During the wait for the ambulance and the ride to the hospital around 5:45 a.m. my bladder kept filling up; once there I had to wait in the accident outpatient department for the duty urologist to come and take care of me. Of course all this time my bladder kept filling up, moving from uncomfortable to increasingly painful.

Around 6:45 I was told that the urologist wasn’t coming but that I would be moved to the urology outpatient department. So, more waiting, with an increasingly painfull (sic.) bladder, for the official opening hour of the urology outpatient dept. at 7:00 a.m., and then for their staff to show up after their shift change conference. By that time it was 7:15 and the pain almost unbearable. Then: blessed relief!

The catheter change didn’t take very long, and then I had to wait another 30 minutes for an ambulance to take me home, but by that time I was as comfortable as one can be, lying on a narrow gurney in a hospital corridor.

Now I have to irrigate my catheter at least twice daily with saline or citric acid solutions, and while my body protests that the bladder isn’t meant to be filled from that direction it beats not being able to pass water!

Now, I don’t normally waste much time thinking or talking about such body functions, but in my current situation I am reminded of Psalm 139:14:

I will praise you because I have been remarkably and wondrously made. Your works are wondrous, and I know this very well.

That is exactly what Asher Yatzar expresses in a few more words, and one may smile at the notion of reciting this after every visit to the loo, but onlty as long as one’s own many openings and many hollow spaces are doing their job.

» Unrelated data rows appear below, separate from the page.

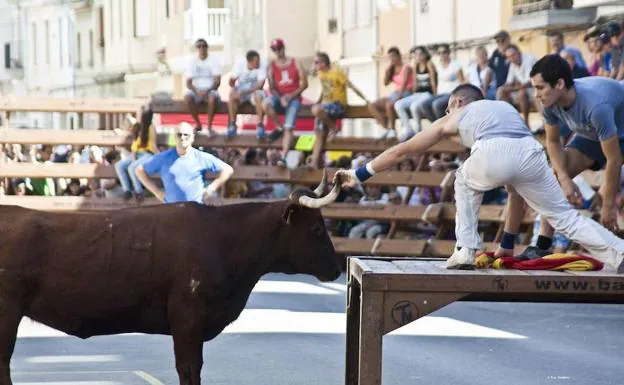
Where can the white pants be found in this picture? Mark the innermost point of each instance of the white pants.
(522, 164)
(410, 104)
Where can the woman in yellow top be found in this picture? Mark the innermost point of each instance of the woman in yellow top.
(332, 103)
(142, 149)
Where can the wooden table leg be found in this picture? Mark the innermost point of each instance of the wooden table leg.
(353, 331)
(371, 333)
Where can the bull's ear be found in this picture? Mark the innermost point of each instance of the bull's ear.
(288, 213)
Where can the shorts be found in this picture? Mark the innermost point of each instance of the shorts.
(198, 99)
(290, 112)
(515, 96)
(395, 95)
(591, 149)
(334, 110)
(249, 97)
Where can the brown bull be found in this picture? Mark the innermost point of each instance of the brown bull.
(184, 270)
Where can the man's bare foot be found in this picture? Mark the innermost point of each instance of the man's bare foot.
(500, 252)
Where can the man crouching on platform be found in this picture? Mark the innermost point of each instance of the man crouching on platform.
(503, 153)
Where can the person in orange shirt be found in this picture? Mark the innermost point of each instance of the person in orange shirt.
(332, 102)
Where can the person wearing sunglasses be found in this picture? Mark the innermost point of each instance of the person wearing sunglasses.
(203, 76)
(503, 152)
(287, 81)
(183, 170)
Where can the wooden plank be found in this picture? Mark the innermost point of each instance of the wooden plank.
(385, 247)
(180, 107)
(333, 211)
(110, 138)
(302, 176)
(59, 104)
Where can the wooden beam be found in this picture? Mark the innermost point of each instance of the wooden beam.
(110, 138)
(57, 104)
(180, 107)
(268, 174)
(351, 211)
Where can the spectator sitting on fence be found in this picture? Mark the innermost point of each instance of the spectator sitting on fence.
(247, 81)
(498, 61)
(399, 74)
(142, 149)
(558, 46)
(182, 170)
(481, 75)
(332, 104)
(425, 85)
(450, 75)
(517, 89)
(577, 72)
(203, 79)
(287, 80)
(370, 229)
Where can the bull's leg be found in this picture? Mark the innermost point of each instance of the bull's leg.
(10, 316)
(189, 358)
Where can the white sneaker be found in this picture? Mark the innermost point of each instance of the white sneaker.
(462, 260)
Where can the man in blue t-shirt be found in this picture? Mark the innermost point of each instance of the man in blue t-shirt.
(593, 109)
(183, 170)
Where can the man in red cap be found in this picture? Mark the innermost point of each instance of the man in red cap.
(287, 81)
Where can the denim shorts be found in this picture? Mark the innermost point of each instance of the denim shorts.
(591, 149)
(197, 99)
(290, 112)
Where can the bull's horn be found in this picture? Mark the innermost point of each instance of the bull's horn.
(316, 203)
(321, 187)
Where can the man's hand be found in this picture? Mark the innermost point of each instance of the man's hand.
(608, 217)
(346, 177)
(209, 196)
(572, 192)
(160, 195)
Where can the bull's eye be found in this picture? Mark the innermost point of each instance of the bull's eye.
(318, 230)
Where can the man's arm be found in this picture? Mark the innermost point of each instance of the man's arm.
(420, 142)
(603, 118)
(149, 184)
(357, 91)
(303, 83)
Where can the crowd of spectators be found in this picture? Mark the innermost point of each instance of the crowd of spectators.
(421, 88)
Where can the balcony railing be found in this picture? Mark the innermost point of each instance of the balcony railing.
(208, 23)
(522, 7)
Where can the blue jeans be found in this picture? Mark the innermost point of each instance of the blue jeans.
(290, 112)
(126, 172)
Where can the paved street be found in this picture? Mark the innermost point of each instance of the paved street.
(292, 332)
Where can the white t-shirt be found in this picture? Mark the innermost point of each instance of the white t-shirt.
(521, 73)
(246, 78)
(447, 77)
(203, 71)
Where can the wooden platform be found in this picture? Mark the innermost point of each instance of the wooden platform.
(110, 138)
(386, 294)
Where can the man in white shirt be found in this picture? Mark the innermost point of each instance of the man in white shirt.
(203, 79)
(247, 81)
(518, 90)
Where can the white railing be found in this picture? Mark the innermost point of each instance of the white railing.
(208, 23)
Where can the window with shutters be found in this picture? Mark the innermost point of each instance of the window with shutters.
(364, 13)
(142, 18)
(350, 15)
(60, 39)
(34, 40)
(46, 29)
(78, 50)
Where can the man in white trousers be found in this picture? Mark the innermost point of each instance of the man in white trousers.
(503, 153)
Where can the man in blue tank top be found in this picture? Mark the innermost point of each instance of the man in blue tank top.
(503, 153)
(183, 170)
(593, 109)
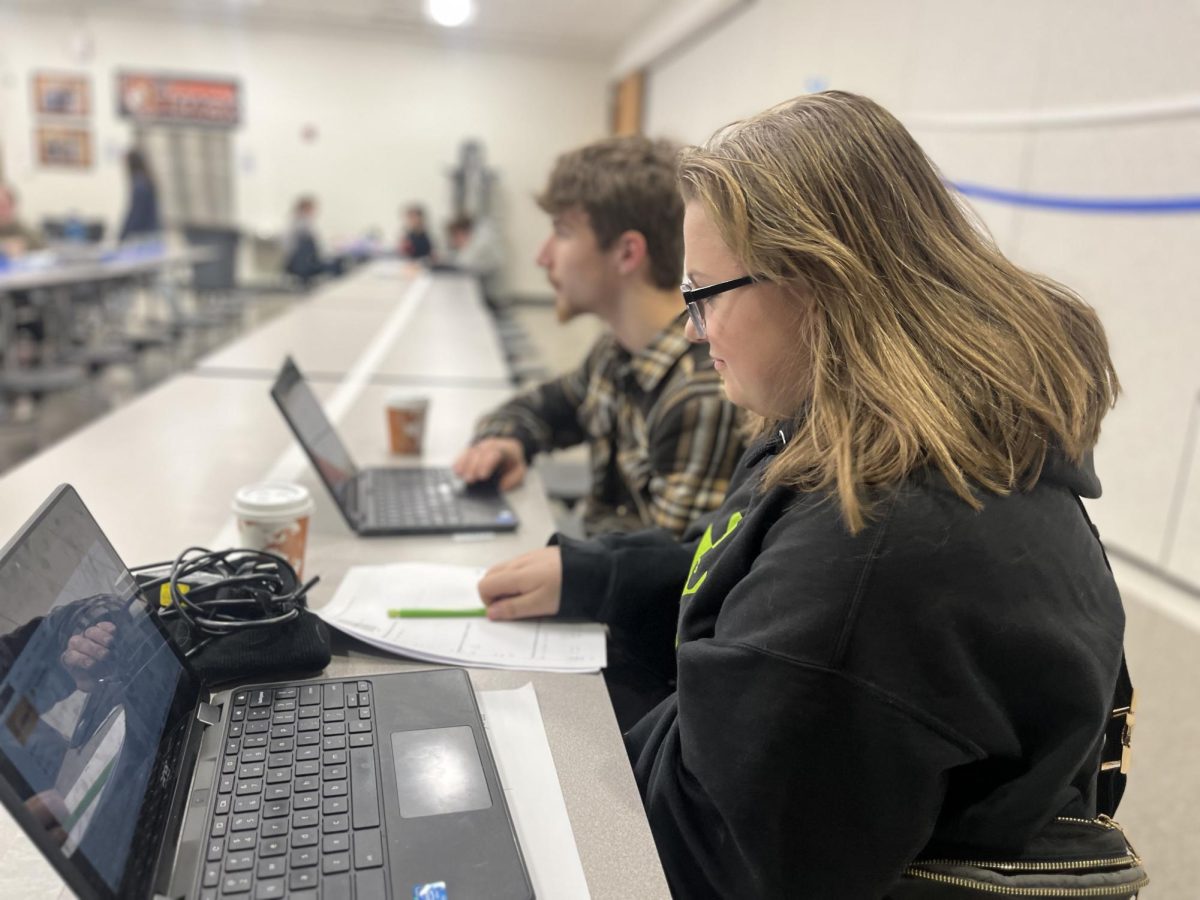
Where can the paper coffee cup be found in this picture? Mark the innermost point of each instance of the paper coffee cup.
(406, 423)
(274, 516)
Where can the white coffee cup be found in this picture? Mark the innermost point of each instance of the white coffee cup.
(274, 516)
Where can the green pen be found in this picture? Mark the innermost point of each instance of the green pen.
(413, 613)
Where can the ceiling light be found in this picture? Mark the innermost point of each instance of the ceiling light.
(449, 12)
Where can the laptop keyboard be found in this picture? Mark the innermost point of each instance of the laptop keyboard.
(414, 498)
(297, 813)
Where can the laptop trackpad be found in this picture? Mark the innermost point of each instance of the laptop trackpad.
(438, 771)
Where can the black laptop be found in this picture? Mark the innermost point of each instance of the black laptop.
(385, 501)
(135, 781)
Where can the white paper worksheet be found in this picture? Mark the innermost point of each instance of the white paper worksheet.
(367, 595)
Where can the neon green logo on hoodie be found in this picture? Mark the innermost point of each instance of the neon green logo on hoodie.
(707, 544)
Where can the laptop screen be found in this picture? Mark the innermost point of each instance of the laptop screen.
(94, 702)
(315, 432)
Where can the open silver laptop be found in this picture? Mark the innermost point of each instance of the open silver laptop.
(385, 501)
(135, 781)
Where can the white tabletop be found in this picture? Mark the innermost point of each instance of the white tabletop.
(423, 329)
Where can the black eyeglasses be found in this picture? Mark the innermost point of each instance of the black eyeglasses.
(694, 299)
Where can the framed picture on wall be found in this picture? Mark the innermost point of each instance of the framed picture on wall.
(59, 94)
(63, 148)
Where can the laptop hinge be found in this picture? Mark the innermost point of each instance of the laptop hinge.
(208, 713)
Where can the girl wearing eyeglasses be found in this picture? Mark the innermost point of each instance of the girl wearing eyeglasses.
(898, 637)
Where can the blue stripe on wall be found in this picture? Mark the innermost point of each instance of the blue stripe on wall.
(1138, 205)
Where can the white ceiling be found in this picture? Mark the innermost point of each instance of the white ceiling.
(592, 28)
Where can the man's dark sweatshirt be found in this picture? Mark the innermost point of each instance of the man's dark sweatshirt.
(935, 684)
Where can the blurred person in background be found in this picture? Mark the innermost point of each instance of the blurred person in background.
(415, 243)
(475, 249)
(16, 238)
(142, 217)
(301, 251)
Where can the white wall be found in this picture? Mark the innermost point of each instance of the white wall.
(390, 117)
(928, 58)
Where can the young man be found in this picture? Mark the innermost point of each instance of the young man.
(663, 437)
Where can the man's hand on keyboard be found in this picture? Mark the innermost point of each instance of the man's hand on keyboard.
(485, 459)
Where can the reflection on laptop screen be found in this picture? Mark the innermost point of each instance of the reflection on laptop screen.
(91, 696)
(313, 429)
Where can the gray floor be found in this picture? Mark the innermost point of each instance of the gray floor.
(1163, 630)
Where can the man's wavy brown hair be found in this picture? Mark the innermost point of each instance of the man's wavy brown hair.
(625, 184)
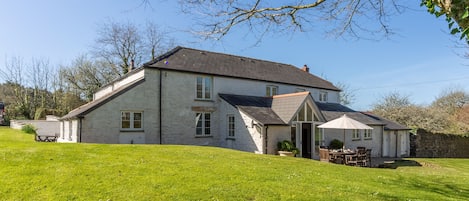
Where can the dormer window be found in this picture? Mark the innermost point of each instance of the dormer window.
(271, 90)
(323, 96)
(204, 88)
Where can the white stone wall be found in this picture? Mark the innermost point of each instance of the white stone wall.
(102, 125)
(179, 108)
(69, 131)
(276, 134)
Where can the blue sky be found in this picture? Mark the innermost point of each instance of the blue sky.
(420, 61)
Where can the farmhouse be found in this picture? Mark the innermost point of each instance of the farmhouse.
(196, 97)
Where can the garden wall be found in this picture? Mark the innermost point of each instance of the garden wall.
(429, 145)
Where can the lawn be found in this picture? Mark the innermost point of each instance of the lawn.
(53, 171)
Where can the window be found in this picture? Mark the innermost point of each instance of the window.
(367, 134)
(355, 134)
(271, 90)
(305, 114)
(323, 96)
(231, 126)
(202, 127)
(204, 88)
(131, 120)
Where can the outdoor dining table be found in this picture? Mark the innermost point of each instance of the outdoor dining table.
(340, 154)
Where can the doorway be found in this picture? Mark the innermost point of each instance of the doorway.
(306, 140)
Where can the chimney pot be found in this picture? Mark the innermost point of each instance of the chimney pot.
(131, 67)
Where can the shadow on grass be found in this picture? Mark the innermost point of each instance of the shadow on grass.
(399, 163)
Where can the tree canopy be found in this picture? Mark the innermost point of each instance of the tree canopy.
(340, 17)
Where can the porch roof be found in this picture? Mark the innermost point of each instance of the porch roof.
(258, 108)
(390, 125)
(333, 111)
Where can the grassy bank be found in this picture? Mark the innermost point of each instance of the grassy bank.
(54, 171)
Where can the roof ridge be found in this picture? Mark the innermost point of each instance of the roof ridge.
(165, 55)
(238, 56)
(291, 94)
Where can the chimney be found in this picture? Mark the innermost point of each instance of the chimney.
(131, 67)
(305, 68)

As evangelical Christians from non-liturgical traditions we aren’t really into prescribed, set prayers or rituals, for good theological reasons; however, as a suggestion rather than a requirement the Jewish practice of reciting these blessings in almost all circumstances of life can be very valuable because it constantly reminds us that we live all of life, including the “less honorable[1] aspects, in the presence of God–not just the one hour on Sunday morning or Wednesday evening, or the daily quiet time.

And that reminds me of my closing questions: Why didn’t the church I mentioned above apso post the Blessing for the Washing of Hands ((Netilat Yadayim,  Hebrew יָדַיִם נְטִילַת) above their sink:

Blessed are You, Adonai, our God, King of the universe,
who commanded us concerning the washing of hands.

But of course this was a long time before Covid-19.